Zdaniem Lecha Kaczyńskiego, twórcy Ruchu na rzecz Demokracji reprezentują grupę osób, których pozycja i przywileje zostały poważnie zagrożone. Mówiąc o finansowaniu fundacji Kwaśniewskiego przez ukraińskiego oligarchę Wiktora Pinczuka, prezydent powiedział, że nie dostrzega w tym przestępstwa. Sprawa wywołuje jednak obawę, że Aleksander Kwaśniewski, prowadząc mediację w czasie "pomarańczowej rewolucji" na Ukrainie, mógł mieć na uwadze także własny interes.
Kaczyński przyznał, że ministra sprawiedliwości Zbigniewa Ziobrę poniósł temperament, gdy sugerował, iż doktor Mirosław G. zabił pacjenta. Nie zmienia to jednak faktu, że zarzuty wobec lekarza są bardzo poważne i mocno udokumentowane. Prezydent wyraził zdziwienie, że doktor G., wobec którego jest 40 zarzutów korupcyjnych, wyszedł z aresztu, podczas gdy osoby mające tylko jeden zarzut pozostają za kratkami.

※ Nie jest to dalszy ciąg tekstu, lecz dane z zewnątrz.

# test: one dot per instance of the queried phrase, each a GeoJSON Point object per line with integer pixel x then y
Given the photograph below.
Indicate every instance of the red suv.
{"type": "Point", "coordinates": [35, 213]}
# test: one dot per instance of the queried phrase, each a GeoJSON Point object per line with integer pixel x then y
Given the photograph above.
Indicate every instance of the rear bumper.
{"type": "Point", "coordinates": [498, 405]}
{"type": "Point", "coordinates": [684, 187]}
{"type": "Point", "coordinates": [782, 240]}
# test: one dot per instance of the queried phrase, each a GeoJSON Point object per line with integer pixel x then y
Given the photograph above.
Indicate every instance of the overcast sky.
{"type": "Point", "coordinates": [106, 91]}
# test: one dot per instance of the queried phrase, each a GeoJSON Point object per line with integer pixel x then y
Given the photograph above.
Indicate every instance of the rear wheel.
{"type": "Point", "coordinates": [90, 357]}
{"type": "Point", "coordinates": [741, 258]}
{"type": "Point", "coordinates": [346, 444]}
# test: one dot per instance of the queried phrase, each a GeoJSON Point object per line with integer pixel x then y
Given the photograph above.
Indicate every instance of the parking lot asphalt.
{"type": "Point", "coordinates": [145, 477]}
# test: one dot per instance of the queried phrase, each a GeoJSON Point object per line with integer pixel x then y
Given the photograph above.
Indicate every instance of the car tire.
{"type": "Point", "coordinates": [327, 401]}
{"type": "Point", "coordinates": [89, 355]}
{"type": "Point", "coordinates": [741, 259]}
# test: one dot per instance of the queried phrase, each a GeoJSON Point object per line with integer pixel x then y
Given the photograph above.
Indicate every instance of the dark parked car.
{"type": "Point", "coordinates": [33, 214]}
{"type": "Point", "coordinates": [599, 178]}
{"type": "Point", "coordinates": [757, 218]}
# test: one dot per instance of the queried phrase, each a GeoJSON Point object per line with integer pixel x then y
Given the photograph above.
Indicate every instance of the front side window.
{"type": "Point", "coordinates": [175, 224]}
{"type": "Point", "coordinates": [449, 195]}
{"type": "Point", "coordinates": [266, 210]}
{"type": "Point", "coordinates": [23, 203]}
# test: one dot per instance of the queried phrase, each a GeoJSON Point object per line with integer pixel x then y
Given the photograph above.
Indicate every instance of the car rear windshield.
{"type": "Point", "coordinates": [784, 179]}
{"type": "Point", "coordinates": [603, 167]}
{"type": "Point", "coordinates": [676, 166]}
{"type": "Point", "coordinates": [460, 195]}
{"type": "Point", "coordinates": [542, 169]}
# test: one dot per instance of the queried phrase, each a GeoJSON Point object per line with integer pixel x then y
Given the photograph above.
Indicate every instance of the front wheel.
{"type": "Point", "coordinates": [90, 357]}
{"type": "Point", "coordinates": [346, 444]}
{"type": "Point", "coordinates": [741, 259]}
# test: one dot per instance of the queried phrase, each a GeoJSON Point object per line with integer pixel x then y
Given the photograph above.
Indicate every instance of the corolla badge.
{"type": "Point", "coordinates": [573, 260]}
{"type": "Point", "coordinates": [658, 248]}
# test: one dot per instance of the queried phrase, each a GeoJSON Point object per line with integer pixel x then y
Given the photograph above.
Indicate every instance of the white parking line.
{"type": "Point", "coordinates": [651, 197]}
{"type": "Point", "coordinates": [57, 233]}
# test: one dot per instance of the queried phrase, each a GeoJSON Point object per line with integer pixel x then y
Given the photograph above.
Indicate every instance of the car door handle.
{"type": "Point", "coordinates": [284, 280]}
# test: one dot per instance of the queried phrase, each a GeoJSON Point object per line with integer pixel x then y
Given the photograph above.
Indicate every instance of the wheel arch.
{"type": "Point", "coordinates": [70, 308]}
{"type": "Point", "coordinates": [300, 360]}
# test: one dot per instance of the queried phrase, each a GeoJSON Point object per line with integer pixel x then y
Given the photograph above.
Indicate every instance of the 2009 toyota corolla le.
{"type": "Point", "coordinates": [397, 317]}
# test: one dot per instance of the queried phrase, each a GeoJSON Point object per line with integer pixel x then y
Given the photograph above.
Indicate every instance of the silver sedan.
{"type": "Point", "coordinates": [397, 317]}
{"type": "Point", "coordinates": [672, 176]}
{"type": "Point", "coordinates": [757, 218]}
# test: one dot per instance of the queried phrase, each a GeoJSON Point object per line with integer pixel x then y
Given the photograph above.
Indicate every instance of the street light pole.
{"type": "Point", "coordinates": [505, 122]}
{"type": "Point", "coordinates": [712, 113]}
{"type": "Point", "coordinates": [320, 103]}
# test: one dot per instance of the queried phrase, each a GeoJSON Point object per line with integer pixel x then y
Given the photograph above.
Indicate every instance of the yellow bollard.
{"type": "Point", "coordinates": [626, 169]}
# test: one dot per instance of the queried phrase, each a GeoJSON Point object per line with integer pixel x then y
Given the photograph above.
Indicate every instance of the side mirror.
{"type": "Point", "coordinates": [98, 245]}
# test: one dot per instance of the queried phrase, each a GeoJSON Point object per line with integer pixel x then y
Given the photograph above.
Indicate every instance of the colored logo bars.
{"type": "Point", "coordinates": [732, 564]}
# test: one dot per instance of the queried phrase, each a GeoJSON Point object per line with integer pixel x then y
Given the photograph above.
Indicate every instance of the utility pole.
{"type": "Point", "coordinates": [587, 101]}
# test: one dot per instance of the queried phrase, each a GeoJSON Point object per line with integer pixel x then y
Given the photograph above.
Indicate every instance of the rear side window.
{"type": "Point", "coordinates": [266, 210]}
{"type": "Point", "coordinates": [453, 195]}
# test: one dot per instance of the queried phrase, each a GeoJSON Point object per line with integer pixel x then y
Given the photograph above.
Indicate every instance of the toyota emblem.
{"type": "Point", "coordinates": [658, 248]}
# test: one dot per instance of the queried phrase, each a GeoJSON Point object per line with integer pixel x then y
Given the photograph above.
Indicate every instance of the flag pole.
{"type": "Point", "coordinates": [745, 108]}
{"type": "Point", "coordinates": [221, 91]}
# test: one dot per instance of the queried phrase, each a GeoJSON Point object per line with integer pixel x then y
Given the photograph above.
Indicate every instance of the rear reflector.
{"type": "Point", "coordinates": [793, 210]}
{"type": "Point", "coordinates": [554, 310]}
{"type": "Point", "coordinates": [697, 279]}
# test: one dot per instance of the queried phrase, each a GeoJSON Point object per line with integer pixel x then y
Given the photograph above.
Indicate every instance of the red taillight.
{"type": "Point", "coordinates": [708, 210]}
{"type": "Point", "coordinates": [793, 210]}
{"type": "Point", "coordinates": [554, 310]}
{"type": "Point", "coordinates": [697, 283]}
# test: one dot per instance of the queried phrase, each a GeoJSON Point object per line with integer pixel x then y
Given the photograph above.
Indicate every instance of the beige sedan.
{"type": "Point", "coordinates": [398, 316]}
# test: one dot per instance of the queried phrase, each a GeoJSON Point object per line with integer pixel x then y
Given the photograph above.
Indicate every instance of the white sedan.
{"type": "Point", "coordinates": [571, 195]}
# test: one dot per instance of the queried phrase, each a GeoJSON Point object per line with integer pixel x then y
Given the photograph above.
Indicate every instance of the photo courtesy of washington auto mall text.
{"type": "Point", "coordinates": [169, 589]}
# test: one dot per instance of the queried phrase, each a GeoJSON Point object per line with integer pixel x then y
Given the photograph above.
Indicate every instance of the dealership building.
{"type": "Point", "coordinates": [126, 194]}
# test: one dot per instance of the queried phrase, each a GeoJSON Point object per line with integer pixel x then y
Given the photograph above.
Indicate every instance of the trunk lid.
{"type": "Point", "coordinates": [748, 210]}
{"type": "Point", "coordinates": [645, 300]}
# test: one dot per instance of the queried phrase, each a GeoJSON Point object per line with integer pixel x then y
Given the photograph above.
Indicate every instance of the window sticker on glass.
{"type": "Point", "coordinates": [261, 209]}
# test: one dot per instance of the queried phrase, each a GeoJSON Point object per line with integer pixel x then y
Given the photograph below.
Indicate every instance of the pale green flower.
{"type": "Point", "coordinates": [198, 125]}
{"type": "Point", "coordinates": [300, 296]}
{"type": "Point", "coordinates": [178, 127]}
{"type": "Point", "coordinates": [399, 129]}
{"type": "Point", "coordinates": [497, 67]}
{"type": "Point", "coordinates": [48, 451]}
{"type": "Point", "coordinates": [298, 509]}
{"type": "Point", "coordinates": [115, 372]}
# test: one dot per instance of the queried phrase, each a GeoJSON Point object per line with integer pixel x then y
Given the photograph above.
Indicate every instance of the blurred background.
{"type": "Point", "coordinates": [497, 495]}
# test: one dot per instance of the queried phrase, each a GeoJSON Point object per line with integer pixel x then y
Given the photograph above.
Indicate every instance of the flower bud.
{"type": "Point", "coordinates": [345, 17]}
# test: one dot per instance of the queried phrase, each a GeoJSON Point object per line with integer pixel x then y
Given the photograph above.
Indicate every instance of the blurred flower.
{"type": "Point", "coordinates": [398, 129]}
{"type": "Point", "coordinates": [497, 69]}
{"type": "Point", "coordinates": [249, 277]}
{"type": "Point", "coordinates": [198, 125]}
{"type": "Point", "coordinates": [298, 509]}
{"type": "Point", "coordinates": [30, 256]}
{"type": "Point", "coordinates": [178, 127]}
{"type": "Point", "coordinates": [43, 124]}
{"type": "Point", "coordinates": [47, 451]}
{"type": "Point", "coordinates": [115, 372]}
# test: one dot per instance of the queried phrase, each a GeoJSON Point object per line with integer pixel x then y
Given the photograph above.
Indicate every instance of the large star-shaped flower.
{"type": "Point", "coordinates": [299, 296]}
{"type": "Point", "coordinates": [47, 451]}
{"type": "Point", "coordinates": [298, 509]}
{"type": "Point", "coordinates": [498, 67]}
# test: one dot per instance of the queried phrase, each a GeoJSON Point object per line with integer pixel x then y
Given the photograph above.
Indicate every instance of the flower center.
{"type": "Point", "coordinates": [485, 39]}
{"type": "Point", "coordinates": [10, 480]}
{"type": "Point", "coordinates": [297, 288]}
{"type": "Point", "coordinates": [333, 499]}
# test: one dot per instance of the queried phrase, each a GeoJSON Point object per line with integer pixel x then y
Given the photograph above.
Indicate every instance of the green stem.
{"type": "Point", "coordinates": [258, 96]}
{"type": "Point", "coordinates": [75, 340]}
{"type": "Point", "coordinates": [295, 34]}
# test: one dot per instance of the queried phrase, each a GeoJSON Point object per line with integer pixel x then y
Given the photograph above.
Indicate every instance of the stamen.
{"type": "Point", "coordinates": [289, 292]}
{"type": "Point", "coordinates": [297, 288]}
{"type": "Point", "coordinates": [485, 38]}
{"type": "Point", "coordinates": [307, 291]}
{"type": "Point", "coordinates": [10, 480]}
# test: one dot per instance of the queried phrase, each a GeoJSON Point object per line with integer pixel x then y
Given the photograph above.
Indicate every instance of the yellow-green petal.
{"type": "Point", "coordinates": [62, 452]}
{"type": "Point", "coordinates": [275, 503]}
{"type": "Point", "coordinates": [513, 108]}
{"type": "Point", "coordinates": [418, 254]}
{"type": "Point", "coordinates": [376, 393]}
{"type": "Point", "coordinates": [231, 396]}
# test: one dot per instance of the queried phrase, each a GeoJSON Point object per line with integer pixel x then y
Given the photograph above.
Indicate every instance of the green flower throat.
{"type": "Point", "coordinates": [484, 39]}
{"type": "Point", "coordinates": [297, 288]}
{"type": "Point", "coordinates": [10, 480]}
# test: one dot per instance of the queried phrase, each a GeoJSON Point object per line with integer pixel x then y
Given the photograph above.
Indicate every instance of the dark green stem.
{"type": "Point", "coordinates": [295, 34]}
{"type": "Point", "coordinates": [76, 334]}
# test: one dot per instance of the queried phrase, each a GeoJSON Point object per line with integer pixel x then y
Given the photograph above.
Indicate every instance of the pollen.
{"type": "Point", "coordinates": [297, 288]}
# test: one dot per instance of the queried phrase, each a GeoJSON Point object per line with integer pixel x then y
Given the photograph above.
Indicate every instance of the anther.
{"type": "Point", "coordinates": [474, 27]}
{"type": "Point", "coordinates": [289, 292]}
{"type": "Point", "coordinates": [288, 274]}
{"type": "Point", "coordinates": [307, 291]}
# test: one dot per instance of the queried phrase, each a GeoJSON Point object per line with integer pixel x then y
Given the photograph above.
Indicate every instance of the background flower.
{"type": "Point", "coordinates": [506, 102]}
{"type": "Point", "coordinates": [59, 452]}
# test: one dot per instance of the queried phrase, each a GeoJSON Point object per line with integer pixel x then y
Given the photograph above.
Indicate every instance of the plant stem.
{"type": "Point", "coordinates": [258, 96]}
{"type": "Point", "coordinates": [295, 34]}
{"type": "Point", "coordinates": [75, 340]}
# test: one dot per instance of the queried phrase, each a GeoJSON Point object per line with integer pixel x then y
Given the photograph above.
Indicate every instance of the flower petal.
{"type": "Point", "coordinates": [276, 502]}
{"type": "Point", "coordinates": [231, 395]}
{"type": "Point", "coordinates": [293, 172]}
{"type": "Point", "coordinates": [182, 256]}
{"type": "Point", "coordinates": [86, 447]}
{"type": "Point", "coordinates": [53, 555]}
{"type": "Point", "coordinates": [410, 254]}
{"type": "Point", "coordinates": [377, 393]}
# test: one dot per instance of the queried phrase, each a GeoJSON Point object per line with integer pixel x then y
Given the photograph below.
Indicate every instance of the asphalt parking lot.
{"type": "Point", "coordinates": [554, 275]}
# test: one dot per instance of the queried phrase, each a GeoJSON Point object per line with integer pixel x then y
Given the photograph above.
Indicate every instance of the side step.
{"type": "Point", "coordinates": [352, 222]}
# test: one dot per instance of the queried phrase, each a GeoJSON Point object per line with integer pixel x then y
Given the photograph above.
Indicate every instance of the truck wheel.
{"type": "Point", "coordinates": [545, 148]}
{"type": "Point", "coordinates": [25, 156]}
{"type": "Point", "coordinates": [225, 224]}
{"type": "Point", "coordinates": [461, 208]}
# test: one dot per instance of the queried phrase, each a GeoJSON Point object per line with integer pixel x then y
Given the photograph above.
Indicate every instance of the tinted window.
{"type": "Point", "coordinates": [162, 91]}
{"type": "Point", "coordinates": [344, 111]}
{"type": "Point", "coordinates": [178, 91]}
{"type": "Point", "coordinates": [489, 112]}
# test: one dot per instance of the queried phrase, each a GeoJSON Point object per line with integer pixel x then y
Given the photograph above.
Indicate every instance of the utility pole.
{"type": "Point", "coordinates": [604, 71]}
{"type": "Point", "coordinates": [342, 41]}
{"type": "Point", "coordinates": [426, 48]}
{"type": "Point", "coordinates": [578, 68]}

Na pytanie, czy udzieliłby wywiadu Radiu Maryja, prezydent odpowiedział, że u nikogo nie będzie tolerował obrażania swojej żony. Kilka miesięcy temu ojciec Rydzyk użył słowa "szambo", komentując zorganizowane przez Marię Kaczyńską spotkanie z dziennikarkami. Prezydent powiedział, że ojciec Rydzyk powinien przeprosić jego małżonkę, choć przyznał, iż docenia pozytywne osiągnięcia Radia Maryja.